The reader should also bear in mind that this poet composed aloud, testing out his verses on the ear, not only on the eye. To do him justice he should be tested on the inner ear, or frankly, aloud. It will serve no purpose to hint at a certain metrical lack of variety in his work, and perhaps a touch of humourlessness. People of this calibre must be judged by their best qualities, and Wordsworth is no exception as he steers his verse around the rocks and shoals which lay in wait for it—over-meekness, sententiousness, too much austerity, too great a rectitude—towards the open sea of English poetry. He knew full well that the reality he sought lay beyond life, and that life was a very fragile and provisional matter.
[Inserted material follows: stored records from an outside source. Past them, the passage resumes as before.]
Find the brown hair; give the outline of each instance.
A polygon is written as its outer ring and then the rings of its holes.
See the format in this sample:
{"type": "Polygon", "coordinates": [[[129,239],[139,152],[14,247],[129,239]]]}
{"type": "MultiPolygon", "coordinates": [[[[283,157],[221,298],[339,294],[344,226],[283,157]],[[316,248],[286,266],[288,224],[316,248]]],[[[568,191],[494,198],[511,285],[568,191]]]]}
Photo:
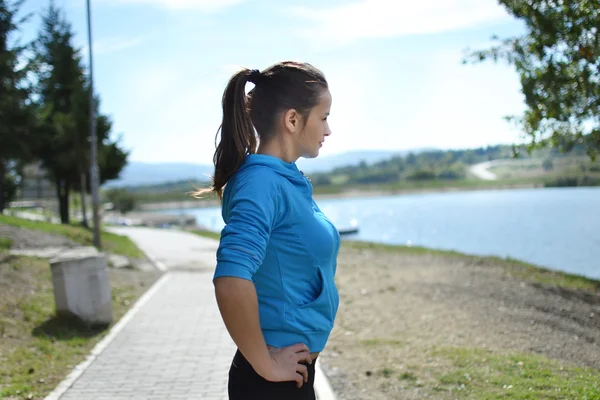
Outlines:
{"type": "Polygon", "coordinates": [[[223,93],[223,120],[217,131],[221,140],[213,157],[212,186],[193,192],[194,197],[212,192],[222,199],[223,187],[246,156],[256,152],[255,129],[261,141],[270,140],[282,111],[295,109],[307,117],[327,87],[323,73],[308,63],[286,61],[263,72],[243,69],[234,74],[223,93]],[[255,87],[246,96],[247,82],[255,87]]]}

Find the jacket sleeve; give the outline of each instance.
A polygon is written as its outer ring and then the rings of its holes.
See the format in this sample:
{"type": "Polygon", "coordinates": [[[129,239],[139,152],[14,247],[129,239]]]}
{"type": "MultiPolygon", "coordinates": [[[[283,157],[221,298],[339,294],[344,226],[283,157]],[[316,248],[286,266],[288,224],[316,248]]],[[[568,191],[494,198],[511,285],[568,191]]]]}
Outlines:
{"type": "Polygon", "coordinates": [[[279,210],[275,183],[273,177],[255,173],[234,183],[224,212],[226,225],[221,231],[213,279],[233,276],[252,280],[262,265],[279,210]]]}

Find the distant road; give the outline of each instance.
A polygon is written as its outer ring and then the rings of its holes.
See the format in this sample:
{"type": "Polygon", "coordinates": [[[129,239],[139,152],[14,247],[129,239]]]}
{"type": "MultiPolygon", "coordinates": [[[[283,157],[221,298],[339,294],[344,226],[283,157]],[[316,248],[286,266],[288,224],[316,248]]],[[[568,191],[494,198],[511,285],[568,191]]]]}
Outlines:
{"type": "Polygon", "coordinates": [[[493,167],[494,165],[502,164],[503,162],[504,160],[493,160],[475,164],[469,168],[469,172],[479,179],[483,179],[485,181],[495,181],[498,179],[498,176],[493,172],[488,171],[488,168],[493,167]]]}

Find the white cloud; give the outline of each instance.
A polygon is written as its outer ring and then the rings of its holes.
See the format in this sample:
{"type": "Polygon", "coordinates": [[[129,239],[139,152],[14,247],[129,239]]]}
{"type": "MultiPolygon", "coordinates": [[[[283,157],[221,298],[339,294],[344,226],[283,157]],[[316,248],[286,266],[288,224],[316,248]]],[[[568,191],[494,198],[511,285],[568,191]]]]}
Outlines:
{"type": "Polygon", "coordinates": [[[430,34],[509,18],[495,0],[362,0],[334,8],[293,7],[315,25],[297,33],[319,43],[430,34]]]}
{"type": "Polygon", "coordinates": [[[218,11],[244,0],[102,0],[109,4],[150,5],[173,10],[218,11]]]}
{"type": "MultiPolygon", "coordinates": [[[[127,38],[122,36],[109,37],[105,39],[99,39],[94,41],[94,56],[109,54],[116,51],[129,49],[131,47],[138,46],[148,40],[148,37],[140,36],[134,38],[127,38]]],[[[87,60],[88,57],[88,46],[85,45],[81,49],[81,53],[87,60]]]]}
{"type": "Polygon", "coordinates": [[[98,40],[94,43],[94,52],[97,54],[113,53],[115,51],[129,49],[138,46],[146,41],[144,37],[126,38],[111,37],[98,40]]]}

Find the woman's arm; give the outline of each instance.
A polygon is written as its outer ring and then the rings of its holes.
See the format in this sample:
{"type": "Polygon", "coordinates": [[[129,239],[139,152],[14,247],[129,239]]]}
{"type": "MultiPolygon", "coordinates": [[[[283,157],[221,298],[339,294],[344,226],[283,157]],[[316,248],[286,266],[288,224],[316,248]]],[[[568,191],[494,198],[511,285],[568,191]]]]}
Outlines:
{"type": "Polygon", "coordinates": [[[231,338],[254,370],[264,376],[271,356],[258,317],[258,298],[252,281],[221,277],[214,281],[221,316],[231,338]]]}
{"type": "Polygon", "coordinates": [[[311,362],[306,345],[297,344],[269,350],[260,328],[258,298],[254,283],[236,277],[214,280],[217,304],[231,338],[256,373],[269,381],[296,381],[298,387],[308,381],[308,369],[301,361],[311,362]]]}

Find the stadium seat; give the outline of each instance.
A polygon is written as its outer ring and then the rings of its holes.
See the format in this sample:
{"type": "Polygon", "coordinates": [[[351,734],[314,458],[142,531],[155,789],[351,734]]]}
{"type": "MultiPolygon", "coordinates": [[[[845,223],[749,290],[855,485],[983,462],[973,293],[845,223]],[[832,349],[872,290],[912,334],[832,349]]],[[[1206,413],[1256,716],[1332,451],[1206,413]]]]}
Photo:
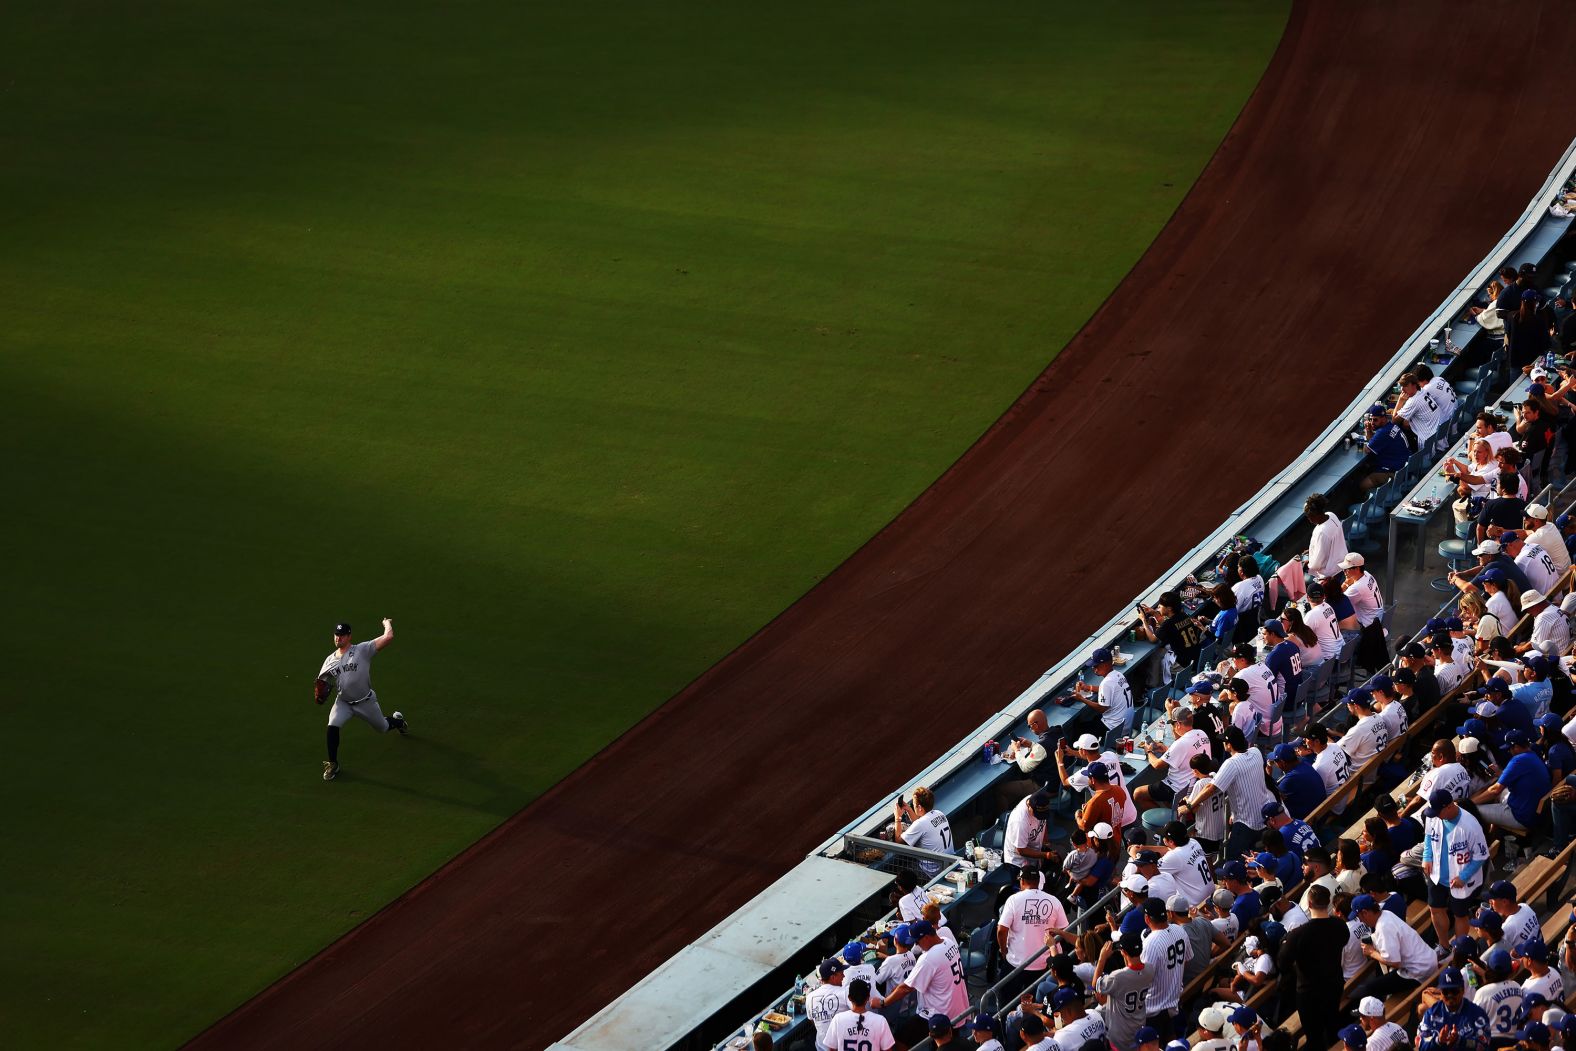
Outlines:
{"type": "MultiPolygon", "coordinates": [[[[1439,557],[1445,560],[1452,573],[1460,572],[1472,564],[1472,558],[1467,553],[1467,542],[1465,540],[1441,540],[1439,542],[1439,557]]],[[[1450,592],[1456,590],[1456,586],[1450,582],[1449,577],[1436,577],[1429,581],[1428,586],[1435,591],[1450,592]]]]}

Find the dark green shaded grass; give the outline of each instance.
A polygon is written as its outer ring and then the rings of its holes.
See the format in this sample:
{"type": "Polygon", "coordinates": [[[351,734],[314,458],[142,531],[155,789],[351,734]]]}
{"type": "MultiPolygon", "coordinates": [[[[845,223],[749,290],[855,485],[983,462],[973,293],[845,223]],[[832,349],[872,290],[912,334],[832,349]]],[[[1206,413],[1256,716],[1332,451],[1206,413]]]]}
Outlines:
{"type": "Polygon", "coordinates": [[[178,1042],[802,594],[1286,14],[560,7],[8,9],[8,1044],[178,1042]],[[418,736],[325,786],[307,684],[384,614],[418,736]]]}

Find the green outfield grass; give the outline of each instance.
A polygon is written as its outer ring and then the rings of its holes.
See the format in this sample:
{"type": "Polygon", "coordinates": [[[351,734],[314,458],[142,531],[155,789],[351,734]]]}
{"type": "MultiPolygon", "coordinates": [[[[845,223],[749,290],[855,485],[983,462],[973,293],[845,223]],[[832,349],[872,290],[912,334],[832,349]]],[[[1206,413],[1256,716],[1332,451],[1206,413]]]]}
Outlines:
{"type": "Polygon", "coordinates": [[[1285,0],[20,0],[0,1037],[169,1046],[831,571],[1153,239],[1285,0]],[[395,618],[319,779],[309,683],[395,618]]]}

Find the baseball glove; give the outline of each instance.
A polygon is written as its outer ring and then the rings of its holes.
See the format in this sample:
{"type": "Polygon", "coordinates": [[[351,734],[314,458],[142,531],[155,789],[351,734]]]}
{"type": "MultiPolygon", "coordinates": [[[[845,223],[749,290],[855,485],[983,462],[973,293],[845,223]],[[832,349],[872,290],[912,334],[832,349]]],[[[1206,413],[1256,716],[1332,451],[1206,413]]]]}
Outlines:
{"type": "Polygon", "coordinates": [[[312,682],[312,699],[318,704],[328,700],[328,695],[334,692],[334,683],[327,675],[319,675],[312,682]]]}

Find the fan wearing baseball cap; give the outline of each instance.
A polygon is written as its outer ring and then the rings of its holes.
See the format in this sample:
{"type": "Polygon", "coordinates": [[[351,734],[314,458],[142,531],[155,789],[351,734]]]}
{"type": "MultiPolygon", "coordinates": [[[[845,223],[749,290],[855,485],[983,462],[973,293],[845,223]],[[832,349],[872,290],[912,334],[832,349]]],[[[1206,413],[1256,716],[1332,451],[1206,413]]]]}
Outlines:
{"type": "Polygon", "coordinates": [[[1488,1014],[1467,999],[1466,979],[1454,967],[1439,972],[1439,1000],[1417,1024],[1417,1051],[1486,1051],[1488,1014]]]}
{"type": "Polygon", "coordinates": [[[1352,911],[1373,932],[1373,942],[1363,946],[1363,955],[1379,964],[1379,973],[1354,990],[1358,997],[1377,996],[1382,1000],[1409,993],[1434,973],[1434,950],[1405,920],[1381,907],[1372,894],[1359,894],[1352,899],[1352,911]]]}
{"type": "Polygon", "coordinates": [[[1468,933],[1488,864],[1488,837],[1447,788],[1436,788],[1423,810],[1423,879],[1439,944],[1468,933]]]}
{"type": "Polygon", "coordinates": [[[1095,997],[1104,1006],[1105,1026],[1118,1051],[1134,1051],[1149,1011],[1155,972],[1144,966],[1144,943],[1136,934],[1118,934],[1100,950],[1094,969],[1095,997]]]}
{"type": "Polygon", "coordinates": [[[1384,1020],[1384,1003],[1377,997],[1365,996],[1357,1002],[1357,1024],[1367,1034],[1368,1051],[1391,1051],[1412,1044],[1405,1029],[1384,1020]]]}
{"type": "Polygon", "coordinates": [[[1133,688],[1116,666],[1115,655],[1104,646],[1089,655],[1087,667],[1100,680],[1098,687],[1082,679],[1073,683],[1073,699],[1082,701],[1100,714],[1107,732],[1130,725],[1133,718],[1133,688]]]}
{"type": "MultiPolygon", "coordinates": [[[[1513,702],[1514,703],[1514,702],[1513,702]]],[[[1505,735],[1510,761],[1499,778],[1472,797],[1478,813],[1490,825],[1526,832],[1538,817],[1538,802],[1549,793],[1549,768],[1532,751],[1532,737],[1525,730],[1505,735]],[[1501,793],[1506,796],[1500,802],[1501,793]]]]}
{"type": "MultiPolygon", "coordinates": [[[[1542,932],[1539,936],[1522,942],[1516,948],[1515,961],[1527,969],[1529,977],[1521,983],[1522,991],[1528,996],[1537,993],[1551,1004],[1565,1002],[1565,979],[1559,971],[1549,966],[1549,947],[1544,944],[1542,932]]],[[[1525,1009],[1527,1002],[1522,1002],[1525,1009]]]]}
{"type": "Polygon", "coordinates": [[[1127,788],[1127,768],[1122,765],[1122,757],[1110,749],[1101,750],[1100,739],[1094,734],[1081,735],[1071,745],[1066,739],[1062,740],[1056,749],[1056,776],[1061,778],[1062,786],[1068,792],[1091,791],[1089,787],[1089,766],[1101,763],[1112,772],[1111,783],[1127,793],[1127,804],[1122,808],[1122,827],[1130,828],[1138,823],[1138,809],[1133,805],[1133,793],[1127,788]],[[1069,771],[1067,762],[1069,758],[1077,758],[1084,762],[1084,766],[1069,771]]]}
{"type": "Polygon", "coordinates": [[[1527,531],[1527,542],[1542,548],[1554,564],[1554,575],[1563,577],[1571,568],[1570,550],[1559,526],[1549,521],[1549,509],[1542,504],[1528,504],[1522,512],[1521,525],[1527,531]]]}
{"type": "Polygon", "coordinates": [[[821,984],[805,994],[804,1013],[815,1025],[816,1047],[825,1046],[832,1019],[848,1010],[848,990],[843,988],[843,971],[846,969],[843,961],[836,956],[822,960],[817,971],[821,976],[821,984]]]}
{"type": "Polygon", "coordinates": [[[850,1045],[868,1047],[870,1051],[891,1051],[896,1043],[891,1025],[883,1016],[867,1010],[870,983],[863,978],[849,978],[843,984],[848,990],[848,1010],[839,1011],[832,1019],[821,1046],[832,1051],[842,1051],[850,1045]]]}

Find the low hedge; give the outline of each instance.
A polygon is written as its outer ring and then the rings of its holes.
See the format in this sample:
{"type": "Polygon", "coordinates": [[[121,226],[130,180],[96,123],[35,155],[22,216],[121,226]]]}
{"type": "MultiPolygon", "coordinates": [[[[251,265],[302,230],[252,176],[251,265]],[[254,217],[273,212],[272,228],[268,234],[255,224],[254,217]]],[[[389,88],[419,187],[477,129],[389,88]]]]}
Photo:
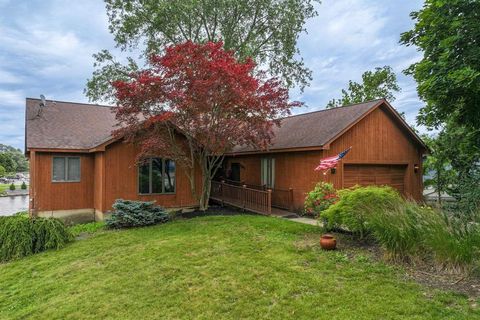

The poem is an act of affirmation—one dares to make such a statement feeling that Wordsworth would have quietly agreed.

L'amour, Clef du Mystère?
[1]

I HOPE YOU ARE STILL PREPARED
to hear about Shakespeare. I ought to begin by confessing that centenaries and anniversaries, celebrations of national genius always seem to me to savour a little of corpse-eating. But it is true that we, writers, do live on the corpses of our ancestors in the strictly anthropological sense and we are so very much their children, their creations, both physical and intellectual, that it is perhaps poetic justice that we should be dug out from time to time to make a public confession of a debt to them, and to make a standard genuflection to any of the great images of our great ancestors. In the case of Shakespeare, what I found bizarre was the choice of a date like Friday the thirteenth which is considered a very unlucky day. It seemed to me that it was going to clash with my theme, because I wanted to present a portrait of an extremely lucky man. I don't mean by that a man who did not have personal private tragedy in his life, but from the point of view of his gifts, from his genius, it seems to me that the goddess luck was perpetually at his elbow. He had to invent absolutely nothing, the machinery was all lying ready, he simply had to manifest himself and be himself. To begin with, I think we often forget that he was saved from education by the fact that he got married far too early, at the age of eighteen, and already when he went to London to make a living, he had three small children. While he himself always felt somehow dishonoured by the fact that he was not a university man (his use of the word “gentleman” simply means university man), nevertheless when we compare his imagery, in his work, with that of all his contemporaries, we see to what a degree the rather bad form of university of that day, what a bad effect it had on their work. The best of them, Chapman,
[2]
and almost anybody else one could name of that period, who suffered from a university education, his verse had become encrusted with Latin and Greek allusions with the result that it is virtually unreadable now. In Shakespeare's case, I don't think it was really lack of education. He was just every bit as much of a gentleman as Marlowe who was also a cobbler's son. It was just the small difference of the university education, I think. It was not that he could not throw gods and goddesses into his work just as liberally as anyone else, but that his
métier
made him very much more sensitive to the people he was talking to. I think perhaps half his audience would not have understood a reference to Venus or Aphrodite thrown off like that, and consequently his choice of imagery was limited very strictly to an audience.